I played and sang at "midnight Mass" last night.  Now, unlike the years when I was raising my children, "midnight" is actually 9:00 PM.  By midnight, everyone is back home, completing their Christmas celebrations in their own personal traditional ways.  So it was that I showed up at the church at 8:00 PM with the idea I would have a few minutes to tune my guitar before the pre-Mass Christmas carols began at 8:30.  To my surprise, the church was dark, and locked, permitting entry to nobody who did not hold a key.  I thought this strange.  Yes, I understand the earlier Mass had ended and those who would be returning for the midnight Mass had taken their opportunity to get a meal, locking up when they left the church.  Still, on Christmas, I somehow thought it odd to find the doors locked.

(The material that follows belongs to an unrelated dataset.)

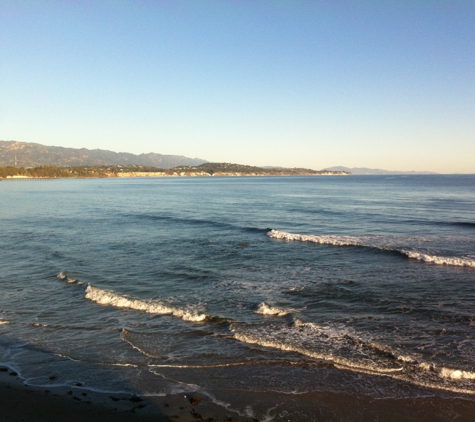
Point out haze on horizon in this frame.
[0,0,475,173]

I spent the 15 minutes I had to wait for a key-holder to arrive, chatting with our pianist, who had actually shown up an HOUR before I did, with the expectation of being able to set up his recording equipment to record the music.  We had a nice, if cold, chat while we waited.  Then it was the usual mad dash to get ready for the start of the caroling and we were underway.

The music was lovely, the service was lovely, and the tree was lovely.  The tree, probably 12 feet tall, stood in its annual spot in a place between the alter and the choir.  It struck me that this lovely tree, adorned with silver decorations and lit with white lights, was lacking a certain community feel it had always had in the years I was raising my children.  I wondered about what had happened to that community tradition that had always presented a most gloriously adorned Christmas tree on Christmas Eve.

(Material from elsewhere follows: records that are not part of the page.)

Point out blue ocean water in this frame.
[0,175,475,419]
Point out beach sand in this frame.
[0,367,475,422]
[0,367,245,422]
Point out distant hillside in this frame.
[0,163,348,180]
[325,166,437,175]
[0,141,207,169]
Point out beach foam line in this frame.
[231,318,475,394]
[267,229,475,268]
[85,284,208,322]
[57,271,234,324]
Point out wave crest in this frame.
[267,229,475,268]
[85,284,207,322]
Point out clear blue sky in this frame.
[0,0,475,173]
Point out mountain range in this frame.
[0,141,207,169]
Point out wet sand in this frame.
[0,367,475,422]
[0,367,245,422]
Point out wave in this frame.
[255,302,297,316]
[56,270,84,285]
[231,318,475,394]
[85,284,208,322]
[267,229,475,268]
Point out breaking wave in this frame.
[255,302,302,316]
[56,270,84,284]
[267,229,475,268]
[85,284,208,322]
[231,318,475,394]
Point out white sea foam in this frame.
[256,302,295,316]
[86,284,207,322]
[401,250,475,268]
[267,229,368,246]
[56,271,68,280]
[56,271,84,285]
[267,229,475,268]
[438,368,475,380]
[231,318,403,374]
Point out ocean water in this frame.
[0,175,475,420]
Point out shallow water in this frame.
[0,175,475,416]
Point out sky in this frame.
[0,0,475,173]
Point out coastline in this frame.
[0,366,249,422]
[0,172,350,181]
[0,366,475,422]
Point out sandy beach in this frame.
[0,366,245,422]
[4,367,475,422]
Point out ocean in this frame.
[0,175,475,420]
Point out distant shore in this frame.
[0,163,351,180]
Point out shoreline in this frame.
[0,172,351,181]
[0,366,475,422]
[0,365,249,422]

Back in those days, the late '80's and the '90's, the last Sunday of Advent a pot-luck, Christmas tree decorating, caroling, prayer session was held each year.  Families of the parish would bring with them a home-made ornament with which to adorn the tree. Those attending this evening of preparation would decorate the walls of the church with the Christmas wreaths, prepare the little packets that would be handed out just before New Year's with which the parishioners would bless their homes, and set the food up for the feast we'd enjoy when the decorating and other preparations were complete.  And the choir would lead caroling after a short prayer session.  At the end of the evening, we'd leave the church, bellies full, hearts happy, and the community Christmas tree attesting to the hundreds of personal traditions that made our community tradition.

It has been three years since I actually was able to participate in Christmas Mass at our church, having been traveling each of those three years.  So, I was surprised when I saw the very lovely tree, "decorated" in a very aesthetically pleasing manner... but missing that hodge-podge, that confused jumble of tiny-to-huge, hand-made ornaments, to which I had come accustomed.  I suppose all things change.  I suppose people have other things to do on that final Sunday of Advent.  I suppose it IS just a tree, after all.  And it really WAS a lovely tree.  I just miss that other one.... those nearly 20 years of other ones....

Merry Christmas to all who happen by my post today. May your Christmas be filled with laughter, music, good food.